Discipline Sweetens The Fruit
Posted by Sam Pav on 2nd Oct 2016
Instant gratification is the desire to experience pleasure or fulfillment without a delay. Sound familiar? As I would walk into the smoky, loud bar and sit down on the red, ripped bar stool, I already felt somewhat at ease. The bartender saw my face and immediately pulled out a shot glass and a bottle of Fireball instinctively knowing what I needed. I thanked her and threw a $20 down and asked for another one as I tilted the shot back, feeling the warm cinnamon burn down my throat. I started to feel the whiskey flow through my veins instantly as I took a deep breath. After the second one, I lit a cigarette and felt like I was finally okay.
Alcohol was my elixir. It was medicine in a tiny glass. Sometimes the medicine came in a frosty glass bottle with carbonation. Most times it was layered with ice and ginger ale. Whether I was celebrating or medicating, alcohol was my go-to fix. It was my happy place, my problem solver. Although now I see that it caused more problems than it fixed, it provided me that instant gratification that I craved. Nobody is patient enough to wait around to feel better, or so I thought. The only thing on my mind on a Friday at work was leaving and going to get a case of beer and drinking on my porch. I obsessed over it so much that I could actually taste it. I created problems in my head so I would have an excuse to do these things. When the time finally came and I cracked that first cold lager, I was instantly gratified.
I had no idea how to handle a rough day at work or a fight with my ex boyfriend once I got sober. I didn't know how to handle anything, for that matter. Finally having normal emotions was an odd thing for me. I was always an emotional person but in my addiction they were extremely irrational. I had to find other ways to cope when I needed a solution. At first it was going outside to chain smoke cigarettes and decompress. A cup of coffee gave me the warm sensation to replace the whiskey. However, I was still unhappy and unsatisfied. I was so used to an instant remedy that when these things didn't immediately take the irritation away, I felt even more upset.

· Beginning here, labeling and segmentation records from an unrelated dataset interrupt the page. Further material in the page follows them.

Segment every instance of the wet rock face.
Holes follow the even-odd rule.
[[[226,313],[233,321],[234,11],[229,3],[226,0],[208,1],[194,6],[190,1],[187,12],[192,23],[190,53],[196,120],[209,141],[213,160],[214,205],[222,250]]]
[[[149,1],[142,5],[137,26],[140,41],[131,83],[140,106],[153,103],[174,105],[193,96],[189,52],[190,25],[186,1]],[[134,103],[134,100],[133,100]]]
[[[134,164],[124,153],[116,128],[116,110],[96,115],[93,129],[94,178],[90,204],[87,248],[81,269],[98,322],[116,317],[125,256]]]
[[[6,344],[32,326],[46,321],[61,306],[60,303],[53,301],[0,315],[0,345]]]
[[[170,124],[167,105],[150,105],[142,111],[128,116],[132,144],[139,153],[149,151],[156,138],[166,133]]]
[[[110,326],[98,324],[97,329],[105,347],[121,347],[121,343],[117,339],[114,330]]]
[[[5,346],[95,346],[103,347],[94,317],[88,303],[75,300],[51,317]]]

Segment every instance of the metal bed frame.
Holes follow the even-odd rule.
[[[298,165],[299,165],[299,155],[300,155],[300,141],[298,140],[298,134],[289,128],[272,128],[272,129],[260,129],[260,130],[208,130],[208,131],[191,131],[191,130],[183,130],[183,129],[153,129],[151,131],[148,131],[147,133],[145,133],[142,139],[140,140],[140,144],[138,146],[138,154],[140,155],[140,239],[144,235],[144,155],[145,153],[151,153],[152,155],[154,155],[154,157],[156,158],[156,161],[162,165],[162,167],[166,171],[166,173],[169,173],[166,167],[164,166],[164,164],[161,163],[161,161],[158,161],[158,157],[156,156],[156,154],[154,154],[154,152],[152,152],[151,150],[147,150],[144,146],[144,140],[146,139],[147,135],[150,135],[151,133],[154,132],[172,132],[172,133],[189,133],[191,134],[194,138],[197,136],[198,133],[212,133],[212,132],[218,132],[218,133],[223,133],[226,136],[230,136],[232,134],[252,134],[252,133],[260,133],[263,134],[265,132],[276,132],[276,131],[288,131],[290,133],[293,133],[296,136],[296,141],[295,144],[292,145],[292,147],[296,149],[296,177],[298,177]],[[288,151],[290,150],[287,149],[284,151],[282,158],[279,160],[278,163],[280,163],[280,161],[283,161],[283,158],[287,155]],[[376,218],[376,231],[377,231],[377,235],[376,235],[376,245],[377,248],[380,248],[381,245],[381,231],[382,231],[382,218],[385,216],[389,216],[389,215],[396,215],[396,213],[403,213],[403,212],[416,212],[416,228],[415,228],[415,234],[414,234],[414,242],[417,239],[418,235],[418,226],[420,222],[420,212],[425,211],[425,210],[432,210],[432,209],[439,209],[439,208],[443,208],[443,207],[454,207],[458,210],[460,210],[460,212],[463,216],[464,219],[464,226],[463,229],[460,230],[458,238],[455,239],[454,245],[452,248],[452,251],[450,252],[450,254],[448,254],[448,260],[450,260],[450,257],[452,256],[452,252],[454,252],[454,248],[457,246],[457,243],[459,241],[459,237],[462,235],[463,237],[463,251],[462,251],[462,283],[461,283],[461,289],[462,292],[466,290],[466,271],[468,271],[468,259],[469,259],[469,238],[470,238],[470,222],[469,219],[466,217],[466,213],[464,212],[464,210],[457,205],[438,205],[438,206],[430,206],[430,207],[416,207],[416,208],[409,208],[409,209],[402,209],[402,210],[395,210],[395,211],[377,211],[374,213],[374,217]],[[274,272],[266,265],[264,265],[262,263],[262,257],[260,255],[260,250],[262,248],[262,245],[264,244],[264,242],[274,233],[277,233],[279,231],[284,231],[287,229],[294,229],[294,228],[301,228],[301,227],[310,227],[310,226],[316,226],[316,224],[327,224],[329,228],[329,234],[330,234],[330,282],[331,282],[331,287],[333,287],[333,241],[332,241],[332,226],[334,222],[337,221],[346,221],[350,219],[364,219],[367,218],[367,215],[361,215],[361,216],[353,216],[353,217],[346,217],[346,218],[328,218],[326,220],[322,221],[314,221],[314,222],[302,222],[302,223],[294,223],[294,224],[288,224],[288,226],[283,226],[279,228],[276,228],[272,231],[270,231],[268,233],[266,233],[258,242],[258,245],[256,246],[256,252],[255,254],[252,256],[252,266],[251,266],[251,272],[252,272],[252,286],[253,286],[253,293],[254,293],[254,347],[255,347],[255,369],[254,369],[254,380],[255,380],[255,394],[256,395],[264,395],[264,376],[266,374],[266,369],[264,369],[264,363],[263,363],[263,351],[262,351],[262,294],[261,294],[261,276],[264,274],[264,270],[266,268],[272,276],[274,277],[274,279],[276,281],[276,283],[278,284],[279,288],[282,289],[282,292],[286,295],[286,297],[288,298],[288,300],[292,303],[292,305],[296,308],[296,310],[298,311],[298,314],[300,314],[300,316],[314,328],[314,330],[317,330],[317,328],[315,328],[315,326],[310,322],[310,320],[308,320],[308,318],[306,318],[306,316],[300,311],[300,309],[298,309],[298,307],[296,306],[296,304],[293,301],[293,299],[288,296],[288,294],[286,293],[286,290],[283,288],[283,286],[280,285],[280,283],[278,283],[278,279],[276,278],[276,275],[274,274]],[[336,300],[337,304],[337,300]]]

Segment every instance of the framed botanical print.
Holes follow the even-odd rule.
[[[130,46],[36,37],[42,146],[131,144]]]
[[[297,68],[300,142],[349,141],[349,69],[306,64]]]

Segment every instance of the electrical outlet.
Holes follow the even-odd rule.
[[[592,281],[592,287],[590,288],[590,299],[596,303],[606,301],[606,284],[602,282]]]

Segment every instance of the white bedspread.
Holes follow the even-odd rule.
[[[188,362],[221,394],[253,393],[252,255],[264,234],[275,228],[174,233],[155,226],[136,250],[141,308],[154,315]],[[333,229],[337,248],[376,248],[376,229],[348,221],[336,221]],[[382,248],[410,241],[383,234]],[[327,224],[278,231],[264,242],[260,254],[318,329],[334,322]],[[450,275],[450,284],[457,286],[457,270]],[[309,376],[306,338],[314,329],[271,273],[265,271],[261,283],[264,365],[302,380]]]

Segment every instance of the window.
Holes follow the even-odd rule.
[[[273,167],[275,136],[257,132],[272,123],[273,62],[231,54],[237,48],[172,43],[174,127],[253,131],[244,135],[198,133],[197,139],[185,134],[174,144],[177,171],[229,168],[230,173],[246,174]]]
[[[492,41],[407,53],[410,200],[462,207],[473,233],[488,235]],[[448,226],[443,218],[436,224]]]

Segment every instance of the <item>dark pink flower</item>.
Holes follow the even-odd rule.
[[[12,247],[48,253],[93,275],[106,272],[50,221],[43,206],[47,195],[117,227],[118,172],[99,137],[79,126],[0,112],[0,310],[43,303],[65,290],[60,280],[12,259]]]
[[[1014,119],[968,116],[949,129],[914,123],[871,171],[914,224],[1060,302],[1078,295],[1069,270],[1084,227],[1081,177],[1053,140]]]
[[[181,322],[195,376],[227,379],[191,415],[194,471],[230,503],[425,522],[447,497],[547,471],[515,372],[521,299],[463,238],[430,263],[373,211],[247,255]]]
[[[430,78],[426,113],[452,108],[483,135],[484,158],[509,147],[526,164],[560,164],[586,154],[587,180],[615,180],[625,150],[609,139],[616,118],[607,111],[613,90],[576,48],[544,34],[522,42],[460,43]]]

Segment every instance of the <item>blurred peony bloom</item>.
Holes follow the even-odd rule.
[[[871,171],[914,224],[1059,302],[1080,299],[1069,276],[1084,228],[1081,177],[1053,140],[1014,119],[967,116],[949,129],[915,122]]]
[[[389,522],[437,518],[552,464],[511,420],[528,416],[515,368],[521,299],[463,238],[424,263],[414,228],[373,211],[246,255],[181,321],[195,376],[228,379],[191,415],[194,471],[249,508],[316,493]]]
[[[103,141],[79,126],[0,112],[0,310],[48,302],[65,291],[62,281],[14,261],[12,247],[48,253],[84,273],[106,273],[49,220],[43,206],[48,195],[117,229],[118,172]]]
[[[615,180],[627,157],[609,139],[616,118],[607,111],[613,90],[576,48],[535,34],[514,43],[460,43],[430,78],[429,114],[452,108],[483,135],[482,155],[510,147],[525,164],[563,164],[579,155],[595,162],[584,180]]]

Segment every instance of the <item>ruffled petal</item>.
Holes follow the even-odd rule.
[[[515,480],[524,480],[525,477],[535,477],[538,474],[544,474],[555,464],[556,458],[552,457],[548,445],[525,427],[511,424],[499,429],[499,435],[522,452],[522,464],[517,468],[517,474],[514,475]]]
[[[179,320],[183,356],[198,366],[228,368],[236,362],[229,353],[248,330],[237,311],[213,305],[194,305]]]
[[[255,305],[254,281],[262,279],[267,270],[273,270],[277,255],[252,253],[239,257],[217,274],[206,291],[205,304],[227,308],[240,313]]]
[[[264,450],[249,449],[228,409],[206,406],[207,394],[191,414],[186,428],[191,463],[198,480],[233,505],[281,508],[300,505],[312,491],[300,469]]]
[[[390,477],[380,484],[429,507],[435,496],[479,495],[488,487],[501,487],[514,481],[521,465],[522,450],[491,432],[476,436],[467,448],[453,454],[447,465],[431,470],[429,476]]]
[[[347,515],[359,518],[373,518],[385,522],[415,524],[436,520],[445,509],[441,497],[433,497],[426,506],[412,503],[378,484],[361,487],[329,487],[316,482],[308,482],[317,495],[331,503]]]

The more time I spent with sober people, the more I learned about patience. I never understood those signs at an AA meeting that say "Easy Does It" and "One Day At A Time". Impatient is at the top of my character defect list. I wanted something and I wanted it now. Once I formed that relationship with my Higher Power I found an understanding of His timing. If I'm meant to have something, whether it's a sense of peace, an answer or solution to my problem, or even another perspective on something, it's going to come, just not on my time. I had to stop thinking I had the power and control.
Eventually I developed that patience. Once I turned my will over to my higher power, I gave up my right to instant gratification. Although problems and feelings come up quite quickly it does not mean that they are supposed to disappear right away. We're supposed to feel so we can heal. We're not supposed to replace one vice with another. Whether it's shopping, sex, or eating, it's not going to fulfill us the way we desire in the long term. Instead we use other practices such as prayer and meditation to find the answers we need. We must be patient enough to wait for the answer and be confident that unless it affects our breathing, it's going to be okay. A shot of whiskey or a line of painkillers is not going to solve our problems, as much as we believe it will. It seemingly makes us forget about those problems or feelings for the time being. It's temporary. Feeling and healing gives us the strength to overcome.
Another thing is, the second we fulfill that desire for immediate relief, we are already thinking about the next one. I guess that explains why I used to order two shots at once. Always chasing the next fix. We are blocking ourselves from having what we want most, for what we want now. Today, instead of relieving myself physically, I focus more on fulfilling myself spiritually and mentally. This takes so much practice. I promise you the satisfaction will last longer, we just have to hang on long enough and do some initially uncomfortable things like pray or ask others for help, for it to appear. After all, the greatest things never came from comfort zones.